Aus der Idee die Volks-, Mittel- und Oberschule räumlich zusammen zu legen, entwickelte sich ein neues Schulkonzept, das darüber hinaus die Integration der drei Schulformen in einem gemeinsamen pädagogischen Konzept und Verwaltungsapparat beinhaltete.
Die geplante Schule in Kirchhain war die erste im Land Hessen, die die Bezeichnung „Gesamtschule“ trug.
Gedanken und Begründungen des Gesamtschulkonzeptes:
Organisatorische und finanzielle Aspekte
Das Betreiben eines gemeinsam genutzten Schulgeländes war mit weniger Kosten- und Organisationsaufwand verbunden als drei voneinander getrennte, insbesondere deshalb, weil notwendige fachspezifische Räumlichkeiten (Turnhallen, Naturwissenschaftsräume, etc.) und Lehr-, Lern- und Arbeitsmittel gemeinsam genutzt und verwaltet werden konnten.
Die Organisation der Schule durch einen gemeinsamen Schulleiter, der Unterricht durch eine Lehrerschaft, ein Gesamtelternbeirat und eine Gesamtschülervertretung für alle drei Schularten bedeutete eine immense organisatorische und wirtschaftliche Entlastung.

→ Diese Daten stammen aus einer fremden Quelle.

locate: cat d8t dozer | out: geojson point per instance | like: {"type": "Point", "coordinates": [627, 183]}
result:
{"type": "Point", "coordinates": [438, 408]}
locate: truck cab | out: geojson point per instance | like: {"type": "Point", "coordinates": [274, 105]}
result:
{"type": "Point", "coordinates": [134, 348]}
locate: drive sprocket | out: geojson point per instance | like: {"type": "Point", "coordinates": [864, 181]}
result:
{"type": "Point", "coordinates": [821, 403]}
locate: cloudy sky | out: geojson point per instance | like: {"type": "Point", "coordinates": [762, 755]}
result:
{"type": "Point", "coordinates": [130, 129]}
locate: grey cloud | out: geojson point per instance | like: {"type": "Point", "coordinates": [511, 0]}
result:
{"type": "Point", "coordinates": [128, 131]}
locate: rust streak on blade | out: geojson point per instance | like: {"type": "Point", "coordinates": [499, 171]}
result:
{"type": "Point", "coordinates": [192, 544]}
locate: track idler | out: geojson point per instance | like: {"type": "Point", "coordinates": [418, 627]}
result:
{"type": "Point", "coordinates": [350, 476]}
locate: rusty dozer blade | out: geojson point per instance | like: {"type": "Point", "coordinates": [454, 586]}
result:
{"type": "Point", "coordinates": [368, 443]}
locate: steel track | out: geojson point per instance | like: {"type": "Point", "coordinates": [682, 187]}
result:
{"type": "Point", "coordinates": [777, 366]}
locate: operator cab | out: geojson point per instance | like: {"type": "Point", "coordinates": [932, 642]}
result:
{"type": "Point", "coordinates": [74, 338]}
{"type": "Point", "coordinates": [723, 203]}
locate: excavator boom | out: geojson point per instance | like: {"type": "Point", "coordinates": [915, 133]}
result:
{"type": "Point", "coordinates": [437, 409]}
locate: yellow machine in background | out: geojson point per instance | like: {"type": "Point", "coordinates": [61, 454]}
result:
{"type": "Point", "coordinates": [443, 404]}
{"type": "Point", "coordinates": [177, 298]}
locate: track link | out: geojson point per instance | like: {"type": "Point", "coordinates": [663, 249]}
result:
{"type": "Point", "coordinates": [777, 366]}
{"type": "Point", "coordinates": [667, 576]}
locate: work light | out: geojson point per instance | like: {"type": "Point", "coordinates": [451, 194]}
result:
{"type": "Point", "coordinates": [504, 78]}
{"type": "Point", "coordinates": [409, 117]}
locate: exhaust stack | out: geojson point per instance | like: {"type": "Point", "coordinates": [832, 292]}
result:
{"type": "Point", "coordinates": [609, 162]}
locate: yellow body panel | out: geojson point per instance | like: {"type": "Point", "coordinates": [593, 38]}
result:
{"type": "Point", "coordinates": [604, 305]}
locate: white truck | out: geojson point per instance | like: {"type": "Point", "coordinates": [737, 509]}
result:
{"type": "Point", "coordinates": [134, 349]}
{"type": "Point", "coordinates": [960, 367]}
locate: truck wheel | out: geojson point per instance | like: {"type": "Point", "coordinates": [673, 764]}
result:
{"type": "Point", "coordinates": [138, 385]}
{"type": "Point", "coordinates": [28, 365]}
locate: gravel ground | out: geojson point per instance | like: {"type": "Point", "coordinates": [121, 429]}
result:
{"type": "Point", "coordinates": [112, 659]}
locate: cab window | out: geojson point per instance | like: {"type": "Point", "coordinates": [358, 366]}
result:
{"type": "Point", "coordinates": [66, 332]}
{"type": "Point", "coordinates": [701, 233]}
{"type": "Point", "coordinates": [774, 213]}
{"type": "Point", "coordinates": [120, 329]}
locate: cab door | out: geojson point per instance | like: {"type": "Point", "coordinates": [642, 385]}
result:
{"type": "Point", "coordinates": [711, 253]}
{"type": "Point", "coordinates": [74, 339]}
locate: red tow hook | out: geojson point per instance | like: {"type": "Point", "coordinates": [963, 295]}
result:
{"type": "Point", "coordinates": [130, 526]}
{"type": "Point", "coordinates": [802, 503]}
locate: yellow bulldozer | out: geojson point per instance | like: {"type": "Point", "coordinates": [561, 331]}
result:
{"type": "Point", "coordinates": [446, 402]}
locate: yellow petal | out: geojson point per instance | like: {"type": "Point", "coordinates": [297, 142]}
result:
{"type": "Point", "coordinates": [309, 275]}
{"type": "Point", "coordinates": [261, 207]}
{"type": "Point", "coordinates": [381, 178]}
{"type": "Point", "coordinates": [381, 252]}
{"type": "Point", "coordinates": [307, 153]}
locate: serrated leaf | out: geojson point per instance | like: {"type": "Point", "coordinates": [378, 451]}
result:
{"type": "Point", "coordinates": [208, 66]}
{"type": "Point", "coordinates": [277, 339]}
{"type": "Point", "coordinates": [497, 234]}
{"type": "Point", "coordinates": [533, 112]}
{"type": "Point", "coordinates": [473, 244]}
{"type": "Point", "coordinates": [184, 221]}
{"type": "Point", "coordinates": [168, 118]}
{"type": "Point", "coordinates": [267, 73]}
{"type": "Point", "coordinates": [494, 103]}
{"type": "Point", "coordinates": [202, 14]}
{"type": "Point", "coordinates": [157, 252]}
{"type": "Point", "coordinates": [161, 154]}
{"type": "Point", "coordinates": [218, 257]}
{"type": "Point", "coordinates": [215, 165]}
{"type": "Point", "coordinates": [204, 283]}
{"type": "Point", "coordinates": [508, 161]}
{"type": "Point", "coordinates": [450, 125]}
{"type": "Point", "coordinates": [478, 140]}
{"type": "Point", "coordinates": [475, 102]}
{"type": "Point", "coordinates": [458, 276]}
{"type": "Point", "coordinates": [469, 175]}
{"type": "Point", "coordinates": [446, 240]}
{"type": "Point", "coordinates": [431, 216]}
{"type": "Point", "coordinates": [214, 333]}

Der Übergang eines Schülers/einer Schülerin von einer in eine andere Schulform war mit einem nur sehr geringen Aufwand möglich.
Soziale und politische Aspekte
Das System der Dreiklassengesellschaft sollte „im Kleinen“ durch den Aufbau einer Beziehung der drei Schulformen zueinander aufgebrochen werden, um dem sozialpolitischen Fortschritt jener Zeit zu entsprechen.
„Sie (die Gesamtschule Kirchhain) ist vertikal gegliedert und stößt deshalb die drei Säulen, auf denen bisher unser Schulwesen ruht, nicht um, aber es verbindet sie horizontal durch ein gemeinsames Wollen und durch ein vielfaches und vielfältiges gemeinsames Tun.“ (Schulräte Diedrich und Mütze, 1955)
Der Unterricht der Mädchen und Jungen sollte in einer gemeinsamen Klasse erfolgen. Ebenso sollte die konfessionelle Gemeinschaft gewahrt werden.
„Die Schulgemeinschaft ist eine pädagogische Aufgabe der Zukunft. (…) Aufgabe der Schulgemeinschaft ist, Achtung vor dem Anderen zu haben, Gleichberechtigung. Diese Gesinnung ist wieder in die Jugend hineinzubringen.“ (ebd.)
Pädagogische Aspekte
Ziel des Gesamtschulkonzepts war die Herausbildung einer Gemeinschaft von SchülerInnen, LehrerInnen und Eltern.
„Die Lehrer und die Schüler der drei Schularten sollen sich in ihrem täglichen Schulleben begegnen, und sie sollen eine Gemeinschaft bilden, die nebeneinander und miteinander und füreinander arbeitet.“ (ebd.)
Die Bildung dieser Gemeinschaft sollte sowohl durch das Zusammenkommen der Beteiligten auf einem gemeinsamen Schulgelände als auch durch gemeinsame schulische Veranstaltungen und Arbeitsgemeinschaften (Schulchor, Turnen, etc.) gewährleistet werden.
„Die gemeinsame Arbeit der Schüler aller drei Schularten wird den Gemeinschaftssinn fördern und die heranwachsenden Menschen befähigen, auch im späteren Leben in der Gemeinschaft und für die Gemeinschaft zu leben und zu arbeiten.“ (ebd.)